June 9, 2008 at 10:08 pm
Stassa,
I see your point of view, but to deny that the medical field has any responsibility in this is ludicrous. When my sister wanted to get gastric bypass surgery, she had to deal with ‘gatekeepers’ of her own, who were much more stringent in their requirements than mine. She had to have several referring doctors, they all had to issue opinions regarding her mental state, her physical state, her fitness for the procedure. She had to take blood tests, urine tests, several other tests and batteries to ensure that she indeed understood the full implications of her decision, and that she could survive the procedure.
And that’s just with a procedure that much of American society believes is beneficial to the long-term health of an individual. Imagine how it would be even if you removed psychologists from this when most of American society (I don’t know what it’s like in Europe, since I haven’t lived there for about 17 years now) frowns on SRS.
The reason there are so many practices and procedures in the way is simply because one chooses to have a procedure doesn’t mean that doctors are removed from liability; they create standards of care to balance the needs of the patient versus the liability of the doctor. There are many people who are schizophrenic, have Munchausens or other problems where if SRS and hormones were on demand, then there would be lawsuits flying left and right. I wonder what would happen to the already-small number of surgeons who ARE willing to do SRS, under those conditions.

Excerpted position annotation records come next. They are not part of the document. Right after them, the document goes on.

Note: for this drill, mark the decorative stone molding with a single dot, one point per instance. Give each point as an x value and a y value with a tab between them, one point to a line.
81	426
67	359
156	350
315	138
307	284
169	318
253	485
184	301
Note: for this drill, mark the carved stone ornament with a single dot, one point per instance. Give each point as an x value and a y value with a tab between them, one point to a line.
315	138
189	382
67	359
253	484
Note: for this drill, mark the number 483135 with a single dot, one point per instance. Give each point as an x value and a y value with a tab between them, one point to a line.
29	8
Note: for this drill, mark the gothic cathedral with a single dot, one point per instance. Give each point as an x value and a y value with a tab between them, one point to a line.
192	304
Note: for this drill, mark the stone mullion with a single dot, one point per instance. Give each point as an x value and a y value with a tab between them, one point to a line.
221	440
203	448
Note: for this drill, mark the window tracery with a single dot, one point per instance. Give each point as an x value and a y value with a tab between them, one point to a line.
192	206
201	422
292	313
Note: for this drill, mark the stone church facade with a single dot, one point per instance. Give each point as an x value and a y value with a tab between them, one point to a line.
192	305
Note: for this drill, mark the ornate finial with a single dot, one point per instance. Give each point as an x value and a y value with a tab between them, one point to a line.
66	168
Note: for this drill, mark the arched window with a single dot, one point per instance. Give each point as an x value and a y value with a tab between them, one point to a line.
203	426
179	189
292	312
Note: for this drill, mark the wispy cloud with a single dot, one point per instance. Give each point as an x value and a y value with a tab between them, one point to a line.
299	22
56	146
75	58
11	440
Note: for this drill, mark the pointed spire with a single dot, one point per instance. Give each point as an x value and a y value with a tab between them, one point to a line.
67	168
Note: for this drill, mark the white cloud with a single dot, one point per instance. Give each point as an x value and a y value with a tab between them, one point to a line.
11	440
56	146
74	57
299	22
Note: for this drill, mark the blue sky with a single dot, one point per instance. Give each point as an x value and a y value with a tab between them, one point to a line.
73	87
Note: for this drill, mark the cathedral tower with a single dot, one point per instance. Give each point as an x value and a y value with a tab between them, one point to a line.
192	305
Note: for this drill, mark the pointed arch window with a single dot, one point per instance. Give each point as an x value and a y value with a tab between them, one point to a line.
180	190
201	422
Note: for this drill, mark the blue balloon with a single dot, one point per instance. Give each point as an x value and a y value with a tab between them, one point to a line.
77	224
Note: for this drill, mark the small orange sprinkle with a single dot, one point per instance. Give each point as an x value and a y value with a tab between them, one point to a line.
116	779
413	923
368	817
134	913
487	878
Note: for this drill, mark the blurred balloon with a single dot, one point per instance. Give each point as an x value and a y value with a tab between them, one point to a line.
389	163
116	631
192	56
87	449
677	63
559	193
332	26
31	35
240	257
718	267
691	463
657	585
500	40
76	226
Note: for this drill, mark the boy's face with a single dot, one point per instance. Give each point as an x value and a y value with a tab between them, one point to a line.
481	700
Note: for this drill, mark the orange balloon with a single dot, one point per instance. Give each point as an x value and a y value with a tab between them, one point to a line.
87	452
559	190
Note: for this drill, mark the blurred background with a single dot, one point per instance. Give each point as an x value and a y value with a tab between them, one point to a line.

Generally, however, I have a personal policy about ‘gatekeepers’. If I find someone I’m paying good money to help me is obstructing me, I find someone else. It’s not exactly like there’s a shortage of therapists where I live. If I go to a doctor who refuses to take my letter and write a script for any non-medical reason, I’ll go find a doctor who will.
Asserting your right to recognition isn’t something one can assume; it’s something everyone (TS or not) has to actively pursue.
(By the way, I find your language use to be a continuation of the stigmatization of those who need mental health assistance. My mother has PTSD from multiple rapes while serving in the military; she’s not SICK, but PTSD is in the DSM. Needing help doesn’t make you a freak, it means you need help. Your composition reflects a perspective of ableist privilege. Please consider how you use language.)
June 13, 2008 at 3:04 pm
I certainly don’t think the doctors are not responsible for pathologising transsexuality! As about my “right to recognition”, I assume you mean my right to have my gender identity recognised. This is part of a fundamental human right, that of liberty of expression and development of the personality. It’s not something I have to claim or pursue- rather, something I must safeguard.
That I and others in the same situation as me, because of our gender identity have to “jump through the hoops” and accept that our condition is termed a personality disorder in order to get proper medical care, is a crime, fair and square. The medical establishment is as guilty of it as we ourselves- of course, we’re the eternal victims who can only ever fight to be recognised as ill. But I’m certainly not leaving the doctors out of it.
Btw…
Are you even aware that you are using someone else’s language and speaking someone else’s words? If you really have an accusation to level at me, what’s more, if you really think that my post somehow disrespects your mother, whom I wouldn’t know was raped if you hadn’t told me, publicly, on the internet, if you have something, anything, to say, say it with your own words. The expression “ableist privilege” is not something I consider an accusation- it’s just political shiboleth and I don’t give a shit about it. Oh and, if you really cared that your mother was raped, you wouldn’t be bandying her PTSD around as an “argument” to shut me up. So, no, you consider your use of language.